Distributed Consensus
Distributed consensus solves the fundamental problem of getting multiple computers to agree on a single value, even when some nodes can fail or become unreachable. It’s one of the most foundational problems in computer science — and underlies database consistency, leader election, atomic transactions, and configuration changes in every distributed system.
What Consensus Is For
Despite many concrete uses, consensus problems boil down to two patterns:
Concrete examples
Single-value consensus:
- Leader election: which node (A, B, C) is the leader?
- Configuration changes: should we add node D to the cluster?
- Cluster membership: who’s currently in the cluster?
Sequence consensus (replicated log):
- Database transactions:
[INSERT Alice, UPDATE balance, DELETE record] - State machine replication:
[SET x=1, SET y=2, DELETE z] - Event streams:
[OrderCreated, PaymentProcessed, OrderShipped] - Blockchain: blocks in the same order across all nodes
The Major Algorithms
Paxos (Lamport, 1998)
The original. Famously hard to understand from the paper, easy to implement incorrectly. Two flavors:
- Basic Paxos — one decision per run. Inefficient for sequences.
- Multi-Paxos — optimized for sequences. Elects a stable leader; subsequent decisions skip the prepare phase.
Used in: Google Chubby, Spanner, MongoDB internal coordination.
Raft (Ongaro & Ousterhout, 2014)
Designed explicitly to be understandable. Strong leader model — one leader, replicated log, predictable failure semantics.
Used in: etcd, Consul, CockroachDB, TiKV, Vault. By far the most popular consensus algorithm in modern infrastructure.
ZAB (ZooKeeper Atomic Broadcast)
Specifically designed as an atomic broadcast protocol — guarantees totally ordered message delivery. Used by ZooKeeper.
Functionally similar to Multi-Paxos but optimized for the “primary-backup” model where a leader broadcasts updates to followers.
PBFT (Practical Byzantine Fault Tolerance)
Extends consensus to handle malicious nodes that may lie. Critical for blockchain and multi-organization systems where you can’t trust all participants.
Higher overhead than Paxos/Raft (3f+1 nodes to tolerate f malicious failures, vs. 2f+1 for crash failures), but necessary in adversarial environments.
How They Work — The Common Pattern
Despite differences in detail, consensus algorithms share a structure:
1. Propose: Node proposes a value or operation.
2. Promise: Other nodes agree to consider it (and ignore older proposals).
3. Accept: Once majority agrees, the value is "accepted."
4. Commit: All nodes apply the value once they know it's accepted.
The key invariant: a value can only be committed if a majority of nodes agree. This majority requirement is what enables both safety (no two majorities can disagree — that’s mathematically impossible) and progress (you don’t wait forever for failed nodes).
Performance
Consensus is expensive. Each operation requires:
- Network round-trip to majority of nodes.
- Persistent log writes (fsync) for durability.
- Leader bottleneck (in leader-based protocols).
Typical numbers: Raft cluster of 3-5 nodes processes thousands of ops/sec at low milliseconds latency. Spread across regions, latencies dominate.
This is why most production systems use consensus only for metadata operations (leader election, configuration, membership) — not for every user request. User-facing reads/writes go through the elected leader, which doesn’t need consensus per request.
Where You’ll See This in Production
Practical Implications for SaaS
You’ll rarely implement consensus yourself. But understanding it shapes operational decisions:
- Cluster sizing. 3 nodes tolerate 1 failure; 5 nodes tolerate 2; 7 nodes tolerate 3. Always odd numbers (even doesn’t help; majority of 4 = 3, same as majority of 5 with worse fault tolerance).
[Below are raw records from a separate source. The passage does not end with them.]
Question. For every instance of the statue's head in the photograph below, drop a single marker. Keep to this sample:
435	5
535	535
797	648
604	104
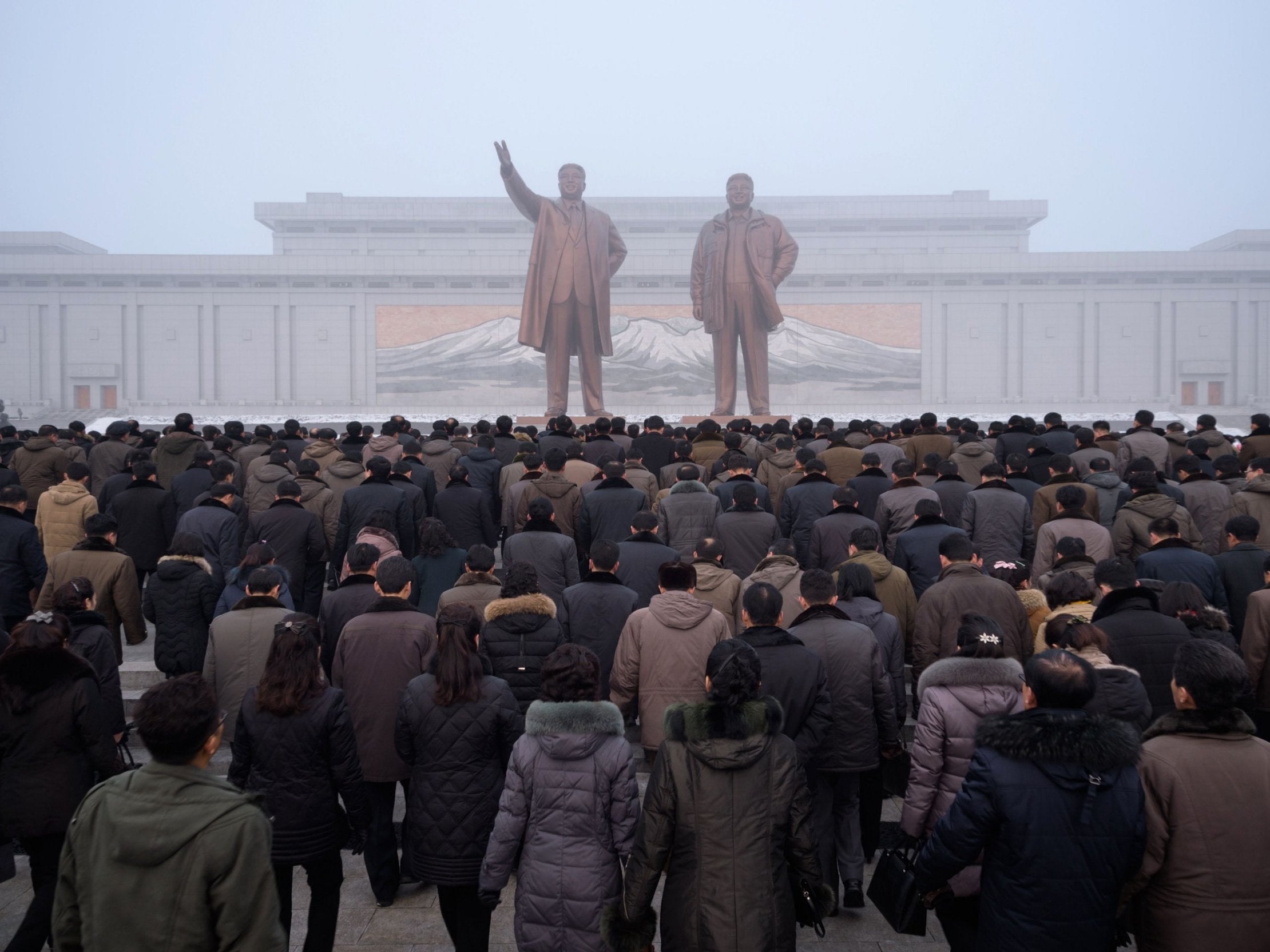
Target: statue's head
573	181
741	192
- Region placement. Cross-region consensus is slow. Many systems (etcd, Consul) recommend single-region clusters with cross-region replication, not cross-region consensus.
- Failure budgets. Losing majority means the system can’t make progress. A 3-node cluster losing 2 nodes goes read-only or fully unavailable. Plan for this.
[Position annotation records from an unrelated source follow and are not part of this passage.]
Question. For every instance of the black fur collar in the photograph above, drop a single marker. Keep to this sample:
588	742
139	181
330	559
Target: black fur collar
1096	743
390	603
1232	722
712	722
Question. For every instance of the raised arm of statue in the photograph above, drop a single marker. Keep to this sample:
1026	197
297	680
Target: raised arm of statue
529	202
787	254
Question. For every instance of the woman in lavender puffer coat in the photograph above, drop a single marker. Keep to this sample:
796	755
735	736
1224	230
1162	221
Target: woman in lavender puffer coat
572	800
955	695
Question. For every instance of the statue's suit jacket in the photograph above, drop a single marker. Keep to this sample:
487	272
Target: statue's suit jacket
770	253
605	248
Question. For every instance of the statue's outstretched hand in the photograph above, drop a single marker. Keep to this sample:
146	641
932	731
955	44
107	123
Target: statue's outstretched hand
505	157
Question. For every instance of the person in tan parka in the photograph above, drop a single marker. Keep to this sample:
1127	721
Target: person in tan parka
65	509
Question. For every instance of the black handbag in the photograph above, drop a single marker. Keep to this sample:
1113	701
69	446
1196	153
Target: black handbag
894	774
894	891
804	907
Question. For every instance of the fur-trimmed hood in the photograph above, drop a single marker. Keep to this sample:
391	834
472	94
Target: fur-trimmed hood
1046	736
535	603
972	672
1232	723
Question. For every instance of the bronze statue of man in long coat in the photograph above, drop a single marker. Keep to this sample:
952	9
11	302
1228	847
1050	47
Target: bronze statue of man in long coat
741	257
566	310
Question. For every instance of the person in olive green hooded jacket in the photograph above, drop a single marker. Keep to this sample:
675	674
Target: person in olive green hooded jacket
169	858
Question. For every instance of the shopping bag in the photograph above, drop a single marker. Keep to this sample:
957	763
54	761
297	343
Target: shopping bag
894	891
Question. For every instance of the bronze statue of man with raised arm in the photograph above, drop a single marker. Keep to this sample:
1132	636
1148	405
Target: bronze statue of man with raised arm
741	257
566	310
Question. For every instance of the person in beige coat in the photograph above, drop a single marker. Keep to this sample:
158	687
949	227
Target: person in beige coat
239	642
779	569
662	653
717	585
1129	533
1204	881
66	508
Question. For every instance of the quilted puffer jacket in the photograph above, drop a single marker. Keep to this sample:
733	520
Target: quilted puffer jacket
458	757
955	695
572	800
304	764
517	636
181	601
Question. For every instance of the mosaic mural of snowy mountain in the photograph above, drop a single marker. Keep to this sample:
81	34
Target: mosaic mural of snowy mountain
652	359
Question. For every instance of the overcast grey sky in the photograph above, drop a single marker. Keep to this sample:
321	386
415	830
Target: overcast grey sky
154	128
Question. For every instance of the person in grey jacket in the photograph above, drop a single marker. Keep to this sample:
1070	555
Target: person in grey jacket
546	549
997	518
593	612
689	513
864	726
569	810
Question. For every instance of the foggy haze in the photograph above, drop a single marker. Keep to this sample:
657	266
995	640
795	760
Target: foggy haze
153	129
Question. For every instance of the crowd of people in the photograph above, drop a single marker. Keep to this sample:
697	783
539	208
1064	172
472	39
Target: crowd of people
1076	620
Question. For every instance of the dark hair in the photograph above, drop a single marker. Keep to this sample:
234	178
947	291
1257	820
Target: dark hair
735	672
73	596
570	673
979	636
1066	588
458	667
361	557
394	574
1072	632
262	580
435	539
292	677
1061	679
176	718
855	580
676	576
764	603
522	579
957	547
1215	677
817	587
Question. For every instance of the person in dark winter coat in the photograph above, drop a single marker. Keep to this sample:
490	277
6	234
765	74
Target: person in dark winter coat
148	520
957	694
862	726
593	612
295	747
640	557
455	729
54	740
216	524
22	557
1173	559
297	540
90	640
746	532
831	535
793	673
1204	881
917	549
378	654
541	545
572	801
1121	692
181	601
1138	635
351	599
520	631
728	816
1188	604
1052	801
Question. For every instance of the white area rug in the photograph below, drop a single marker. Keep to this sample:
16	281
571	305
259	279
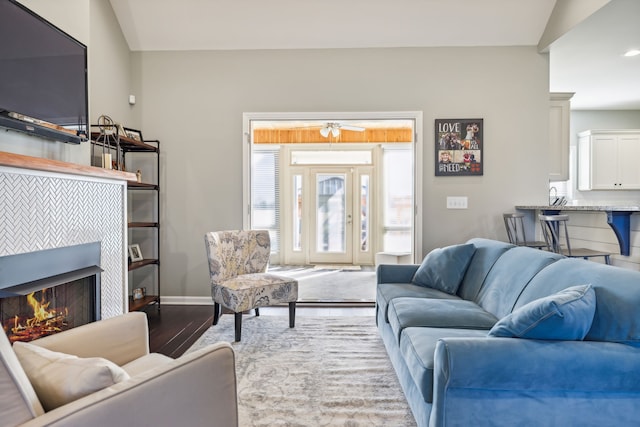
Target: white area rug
326	285
327	371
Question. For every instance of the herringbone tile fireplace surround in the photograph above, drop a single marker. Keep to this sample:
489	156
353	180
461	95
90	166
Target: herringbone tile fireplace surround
44	210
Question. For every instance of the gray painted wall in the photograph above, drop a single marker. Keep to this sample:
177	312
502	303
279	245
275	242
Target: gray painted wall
193	102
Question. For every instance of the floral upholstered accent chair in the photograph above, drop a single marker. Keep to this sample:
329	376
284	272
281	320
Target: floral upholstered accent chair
238	261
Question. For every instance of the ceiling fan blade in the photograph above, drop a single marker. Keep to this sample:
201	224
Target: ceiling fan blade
353	128
325	131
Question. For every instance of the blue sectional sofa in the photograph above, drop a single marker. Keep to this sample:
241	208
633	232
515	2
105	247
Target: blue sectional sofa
490	334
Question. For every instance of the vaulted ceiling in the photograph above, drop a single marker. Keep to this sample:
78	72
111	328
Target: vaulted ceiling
587	60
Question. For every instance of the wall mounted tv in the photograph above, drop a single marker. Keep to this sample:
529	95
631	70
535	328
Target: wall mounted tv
43	77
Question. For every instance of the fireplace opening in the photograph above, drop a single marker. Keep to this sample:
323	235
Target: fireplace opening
49	291
50	310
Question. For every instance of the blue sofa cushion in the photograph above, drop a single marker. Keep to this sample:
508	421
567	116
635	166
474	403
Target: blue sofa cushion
444	268
417	346
440	313
386	292
566	315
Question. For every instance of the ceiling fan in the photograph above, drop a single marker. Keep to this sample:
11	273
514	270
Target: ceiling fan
334	128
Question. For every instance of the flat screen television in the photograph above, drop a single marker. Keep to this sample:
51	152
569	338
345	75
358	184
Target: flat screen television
43	76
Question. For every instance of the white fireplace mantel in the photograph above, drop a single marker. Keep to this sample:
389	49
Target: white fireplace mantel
46	204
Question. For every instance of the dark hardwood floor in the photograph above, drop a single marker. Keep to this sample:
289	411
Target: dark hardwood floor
174	328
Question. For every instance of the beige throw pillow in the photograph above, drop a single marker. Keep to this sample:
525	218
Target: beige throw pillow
60	378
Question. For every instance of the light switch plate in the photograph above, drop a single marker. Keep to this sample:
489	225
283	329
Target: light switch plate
457	202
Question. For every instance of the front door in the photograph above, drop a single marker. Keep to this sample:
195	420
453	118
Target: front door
331	234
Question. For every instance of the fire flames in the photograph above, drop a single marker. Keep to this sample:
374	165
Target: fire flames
45	321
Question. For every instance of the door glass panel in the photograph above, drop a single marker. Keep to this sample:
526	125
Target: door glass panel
398	200
331	213
297	212
364	213
331	157
265	194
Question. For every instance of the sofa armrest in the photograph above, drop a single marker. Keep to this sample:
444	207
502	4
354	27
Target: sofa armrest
120	339
196	389
507	381
395	273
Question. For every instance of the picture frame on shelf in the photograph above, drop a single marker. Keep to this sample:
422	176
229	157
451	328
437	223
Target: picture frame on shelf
135	253
134	134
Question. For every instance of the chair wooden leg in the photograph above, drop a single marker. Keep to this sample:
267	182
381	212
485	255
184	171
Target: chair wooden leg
292	314
238	317
216	313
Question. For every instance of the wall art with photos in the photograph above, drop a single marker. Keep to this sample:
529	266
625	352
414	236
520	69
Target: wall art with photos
459	146
134	134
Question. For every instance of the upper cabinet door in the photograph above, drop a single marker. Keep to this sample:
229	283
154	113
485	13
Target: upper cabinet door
608	160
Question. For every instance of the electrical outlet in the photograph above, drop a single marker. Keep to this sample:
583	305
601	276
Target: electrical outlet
457	202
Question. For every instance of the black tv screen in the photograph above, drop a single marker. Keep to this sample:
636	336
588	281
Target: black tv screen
43	71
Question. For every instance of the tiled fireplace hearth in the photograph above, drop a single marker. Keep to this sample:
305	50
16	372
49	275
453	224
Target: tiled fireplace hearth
49	204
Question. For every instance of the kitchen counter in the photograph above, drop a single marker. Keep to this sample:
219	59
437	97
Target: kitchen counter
571	207
618	218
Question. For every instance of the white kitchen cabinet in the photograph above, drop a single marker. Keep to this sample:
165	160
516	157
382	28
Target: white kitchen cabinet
559	120
608	160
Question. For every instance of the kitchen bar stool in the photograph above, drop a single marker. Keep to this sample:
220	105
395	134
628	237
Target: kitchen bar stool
553	227
514	223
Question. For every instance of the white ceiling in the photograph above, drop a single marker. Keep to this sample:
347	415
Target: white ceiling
587	60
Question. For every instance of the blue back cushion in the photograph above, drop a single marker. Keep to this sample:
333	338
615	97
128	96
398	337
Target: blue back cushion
444	268
565	315
617	316
509	276
486	254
- Backups vs. replicas. A consensus-replicated state isn’t a backup. A bug or operator error replicates instantly. Always have point-in-time backups too.
Recap
- Consensus = getting multiple machines to agree on a value despite failures.
- Two patterns: single-value (leader election, config) and sequence (replicated log).
- Major algorithms: Paxos (the original), Raft (the popular modern one), ZAB (ZooKeeper), PBFT (Byzantine).
- All require majority agreement for safety and progress.
- Expensive — used for metadata operations, not every user request.
- You’ll see Raft underneath etcd, Consul, CockroachDB — and therefore underneath Kubernetes itself.